Theaterpreis des Bundes

HELLERAU – Europäisches Zentrum der Künste, Dresden

Scene from “Ring”: Bathed in blue light, dancers form a circle, supporting each other.
© Daniel Domolky

HELLERAU – European Center for the Arts receives the Theaterpreis des Bundes, worth €200,000. The theater impresses with a clearly defined program that combines artistic quality and social responsibility. As an important venue for international perspectives and innovative residencies, the theater provides strong impetus.

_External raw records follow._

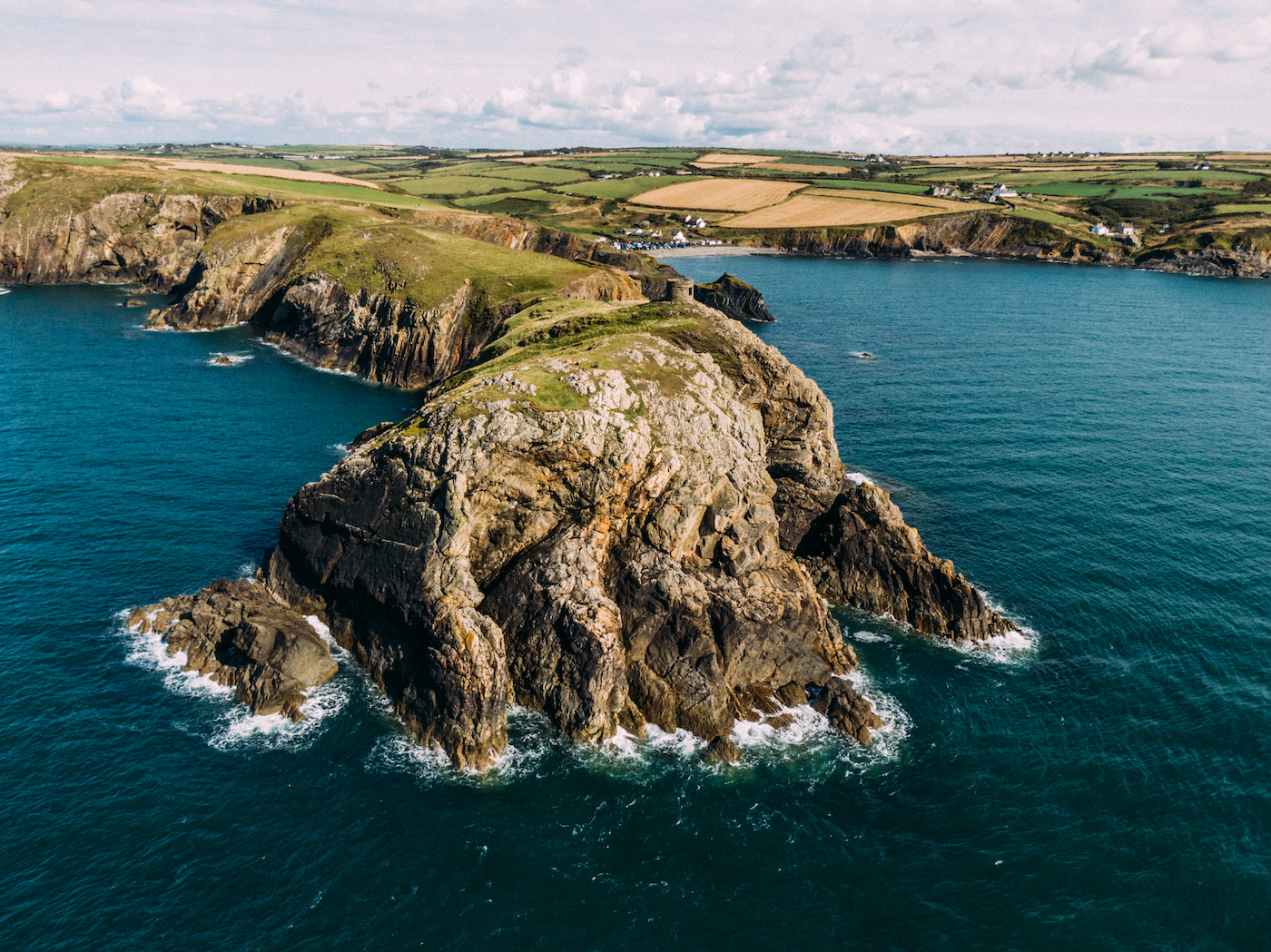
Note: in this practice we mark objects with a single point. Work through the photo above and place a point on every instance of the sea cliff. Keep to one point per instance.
(613, 510)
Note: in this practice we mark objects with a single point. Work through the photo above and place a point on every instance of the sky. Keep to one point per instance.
(900, 76)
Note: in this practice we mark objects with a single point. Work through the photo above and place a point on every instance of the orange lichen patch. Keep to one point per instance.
(720, 194)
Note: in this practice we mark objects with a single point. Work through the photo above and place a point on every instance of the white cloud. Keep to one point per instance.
(937, 75)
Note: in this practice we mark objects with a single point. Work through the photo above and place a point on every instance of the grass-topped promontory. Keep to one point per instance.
(366, 250)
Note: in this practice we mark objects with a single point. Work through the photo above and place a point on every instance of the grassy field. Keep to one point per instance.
(457, 184)
(533, 194)
(1243, 209)
(623, 187)
(813, 211)
(867, 196)
(747, 190)
(720, 194)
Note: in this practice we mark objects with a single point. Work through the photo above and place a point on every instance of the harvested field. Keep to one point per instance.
(803, 169)
(724, 159)
(296, 174)
(813, 211)
(720, 194)
(864, 196)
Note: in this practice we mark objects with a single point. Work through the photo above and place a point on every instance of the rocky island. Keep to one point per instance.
(614, 505)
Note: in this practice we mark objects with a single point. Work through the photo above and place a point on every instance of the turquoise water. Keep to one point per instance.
(1092, 447)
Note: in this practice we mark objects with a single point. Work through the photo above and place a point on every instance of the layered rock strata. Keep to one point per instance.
(238, 634)
(734, 298)
(133, 237)
(606, 533)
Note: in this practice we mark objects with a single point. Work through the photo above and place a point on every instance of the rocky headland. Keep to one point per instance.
(610, 507)
(622, 515)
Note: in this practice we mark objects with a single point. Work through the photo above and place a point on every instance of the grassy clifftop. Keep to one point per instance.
(375, 250)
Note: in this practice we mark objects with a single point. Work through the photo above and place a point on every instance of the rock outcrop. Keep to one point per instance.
(238, 634)
(131, 237)
(734, 298)
(1213, 262)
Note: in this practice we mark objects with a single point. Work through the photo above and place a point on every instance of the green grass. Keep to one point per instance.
(1243, 209)
(457, 184)
(1048, 216)
(533, 173)
(626, 187)
(900, 187)
(1065, 190)
(533, 194)
(364, 250)
(1159, 192)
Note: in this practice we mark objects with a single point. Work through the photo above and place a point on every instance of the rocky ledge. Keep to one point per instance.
(620, 516)
(238, 634)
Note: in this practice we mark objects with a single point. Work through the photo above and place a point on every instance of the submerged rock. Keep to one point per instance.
(238, 634)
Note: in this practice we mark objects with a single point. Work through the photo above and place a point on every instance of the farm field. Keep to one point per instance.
(623, 187)
(457, 184)
(229, 169)
(721, 194)
(813, 211)
(726, 159)
(866, 196)
(803, 169)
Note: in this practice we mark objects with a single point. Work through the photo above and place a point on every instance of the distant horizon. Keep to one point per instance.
(978, 78)
(212, 143)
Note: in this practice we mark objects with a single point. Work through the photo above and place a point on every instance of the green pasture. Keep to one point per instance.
(455, 184)
(1243, 209)
(533, 194)
(618, 188)
(871, 186)
(548, 175)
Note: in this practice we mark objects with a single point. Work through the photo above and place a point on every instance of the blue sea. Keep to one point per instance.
(1090, 447)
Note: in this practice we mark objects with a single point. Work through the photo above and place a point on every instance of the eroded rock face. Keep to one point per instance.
(238, 634)
(861, 553)
(153, 240)
(613, 564)
(734, 298)
(381, 339)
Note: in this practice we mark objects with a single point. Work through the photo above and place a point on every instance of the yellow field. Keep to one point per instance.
(718, 194)
(892, 197)
(813, 211)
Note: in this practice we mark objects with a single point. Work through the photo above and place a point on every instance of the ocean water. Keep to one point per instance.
(1090, 447)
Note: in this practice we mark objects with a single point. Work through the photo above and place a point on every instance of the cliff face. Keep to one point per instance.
(415, 329)
(991, 235)
(152, 240)
(612, 562)
(607, 532)
(734, 298)
(381, 339)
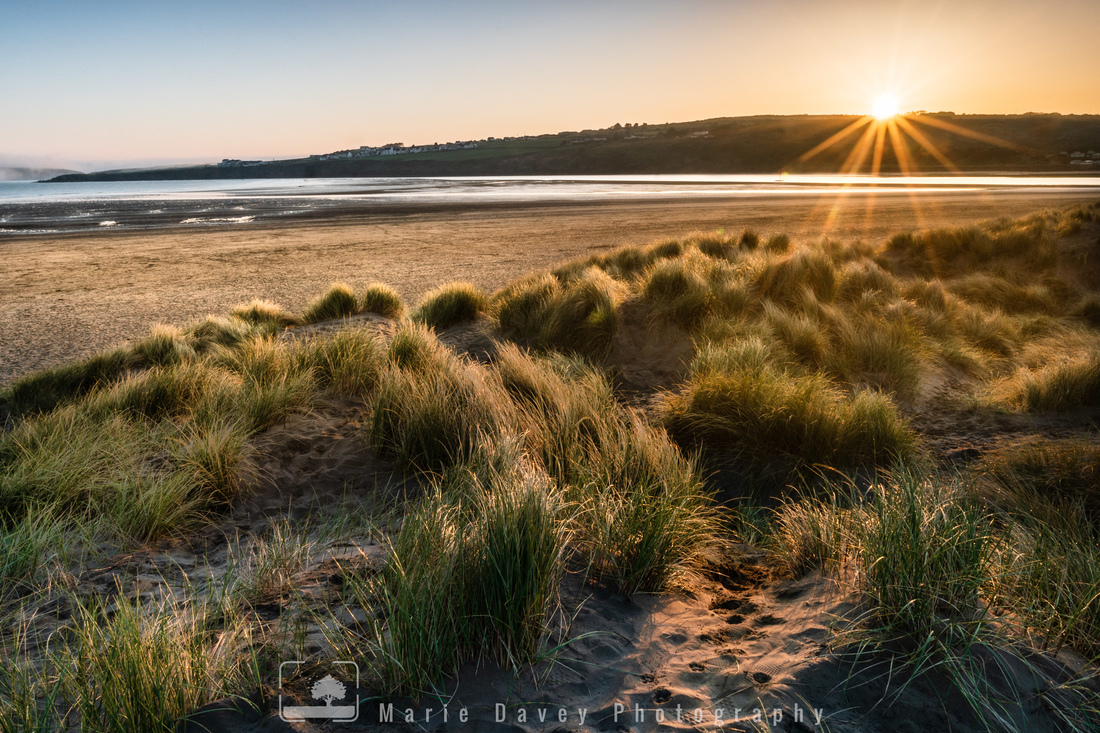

“THE Theaterpreis des Bundes IS A VERY SPECIAL HONOR FOR US, AS IT REPRESENTS A GREAT APPRECIATION OF THE WORK OF MANY PEOPLE IN FRONT OF, ON, AND BEHIND THE STAGE. SO WE CAN REJOICE TOGETHER WITH THE ARTISTS AND OUR AUDIENCE! THE AWARD IS AN IMPORTANT RECOGNITION OF THE INTERNATIONAL WORK OF THE HELLERAU PRODUCTION HOUSE IN DRESDEN AND STRENGTHENS OUR COOPERATION WITH INDEPENDENT ARTISTS, PARTNERS AND NETWORKS NATIONALLY AND INTERNATIONALLY.”

Jury statement

HELLERAU has achieved an impressive programmatic balancing act: as a central production, residency and guest performance venue for the independent performing arts in eastern Germany, it combines regional roots with international perspectives and repeatedly takes a decisive stance in relation to its social environment. As a beacon of the independent performing arts and a promoter of artistic excellence, HELLERAU is reaching new heights and engaging in broad dialogue by combining artistic quality with social responsibility and political sensitivity. The center also repeatedly shines a spotlight on the artistic scenes in Central and Eastern Europe: Since Carena Schlewitt took over as artistic director in 2018, the program has focused on the transformation processes in Eastern Europe and eastern Germany since the collapse of the socialist state systems. The “Nebenan” series, for example, showcases contemporary art from regions where artists work under difficult political conditions, such as Ukraine, Hungary and Slovakia. Another unique feature is the center’s international and interdisciplinary residency program, which offers an artistic home to up to 40 artists from eastern Germany and Europe each year.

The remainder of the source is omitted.